# taz.de -- Klima-Entscheid in Berlin: Gutes Klima für Veränderung
       
       > Mit einem „Ja“ würde Berlin zu einer der fortschrittlichsten
       > Klimaschutz-Metropolen der Welt. Die Chance, dass es klappt, ist groß.
       
 (IMG) Bild: Extinction Rebellion schreitet vorab zur Tat: Schilder-Demontage zur Schaffung von Tempo 30
       
       Berlin taz | Für Klimaaktivistin Luisa Neubauer ist dieser Sonntag so
       wichtig, dass sie auf eines der bekanntesten Berlin-Zitate zurückgreift:
       „Schaut auf diese Stadt! In Berlin passiert diese Tage etwas
       Spektakuläres“, schrieb sie [1][Anfang der Woche auf Twitter]. Neubauer
       meinte damit den [2][anstehenden Volksentscheid]. Der darin enthaltene
       Gesetzentwurf verpflichtet das Land, bis 2030 klimaneutral zu werden.
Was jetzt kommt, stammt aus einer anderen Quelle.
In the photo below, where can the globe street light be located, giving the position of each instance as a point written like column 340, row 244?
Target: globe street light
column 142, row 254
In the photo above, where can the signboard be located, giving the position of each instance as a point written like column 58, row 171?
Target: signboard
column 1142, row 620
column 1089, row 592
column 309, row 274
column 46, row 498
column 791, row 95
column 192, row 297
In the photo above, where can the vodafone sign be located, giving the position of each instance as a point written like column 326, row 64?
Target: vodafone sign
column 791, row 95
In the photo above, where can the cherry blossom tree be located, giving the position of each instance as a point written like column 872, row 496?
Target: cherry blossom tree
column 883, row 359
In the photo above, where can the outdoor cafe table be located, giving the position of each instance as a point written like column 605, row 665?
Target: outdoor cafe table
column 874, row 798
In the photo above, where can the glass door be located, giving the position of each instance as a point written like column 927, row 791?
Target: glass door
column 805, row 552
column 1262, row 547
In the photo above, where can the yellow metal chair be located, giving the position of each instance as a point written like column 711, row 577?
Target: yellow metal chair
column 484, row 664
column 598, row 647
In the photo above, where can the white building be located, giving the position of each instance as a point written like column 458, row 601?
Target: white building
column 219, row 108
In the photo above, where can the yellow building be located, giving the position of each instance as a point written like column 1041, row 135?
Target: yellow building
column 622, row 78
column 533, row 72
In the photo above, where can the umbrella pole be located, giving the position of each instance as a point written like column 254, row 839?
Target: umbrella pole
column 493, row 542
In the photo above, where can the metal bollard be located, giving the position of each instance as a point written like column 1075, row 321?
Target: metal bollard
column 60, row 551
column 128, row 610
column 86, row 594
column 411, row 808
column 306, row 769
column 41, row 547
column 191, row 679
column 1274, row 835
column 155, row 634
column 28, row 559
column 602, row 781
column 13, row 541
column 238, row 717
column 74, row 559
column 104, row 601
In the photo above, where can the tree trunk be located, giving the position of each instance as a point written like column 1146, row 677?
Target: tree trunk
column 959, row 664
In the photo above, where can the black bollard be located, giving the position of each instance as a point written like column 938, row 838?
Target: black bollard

       Bisher will der Senat dieses Ziel bis 2045 erreichen. Ein Erfolg der
       Befürworter*innen wäre historisch, so Neubauer: „Bislang gibt es keine
       Stadt dieser Größe, die sich so konkret dem Klimaschutz und der
       Verbesserung der Lebensqualität verschreibt.“
       
       Berlin hat vor nicht langer Zeit schon einmal mit einem Volksentscheid
       Geschichte geschrieben. Im September 2021 stimmte eine klare Mehrheit
       angesichts der dramatischen Wohnungsnot in der Stadt [3][für die
       Vergesellschaftung großer Immobilienkonzerne]. Seitdem ist der Begriff der
       Enteignung kein Tabu mehr in der politischen Debatte. Allerdings ist der
       Wille der Berliner*innen noch lange nicht Realität geworden;
       Mietaktivist*innen sagen, der rot-grün-rote Senat [4][verschleppe die
       Umsetzung].
       
       ## Kein bloßer Appell
       
       Beim Klimaentscheid besteht diese Gefahr weniger: Denn anders als 2021
       liegt kein bloßer Appell an den Senat vor. Stimmt eine Mehrheit am Sonntag
       mit Ja und besteht diese Mehrheit aus mindestens einem Viertel der
       wahlberechtigten Berliner*innen, tritt das Gesetz unmittelbar nach dem
       Entscheid in Kraft. Es ist also vor Gericht einklagbar – und bisher hat
       sich noch keine Berliner Regierung getraut, ein auf diesem Weg zustande
       gekommenes Gesetz wieder im Kern zu ändern.
       
       Die Vorgaben, die die Initiative „Klimaneustart Berlin“ dem Land mit dem
       Gesetz machen will, sind streng. Bis 2030 müssten die
       Kohlendioxidemissionen im Vergleich zu 1990 um „mindestens 95 Prozent“
       verringert werden; bis 2025 bereits um 70 Prozent, heißt es in dem Entwurf.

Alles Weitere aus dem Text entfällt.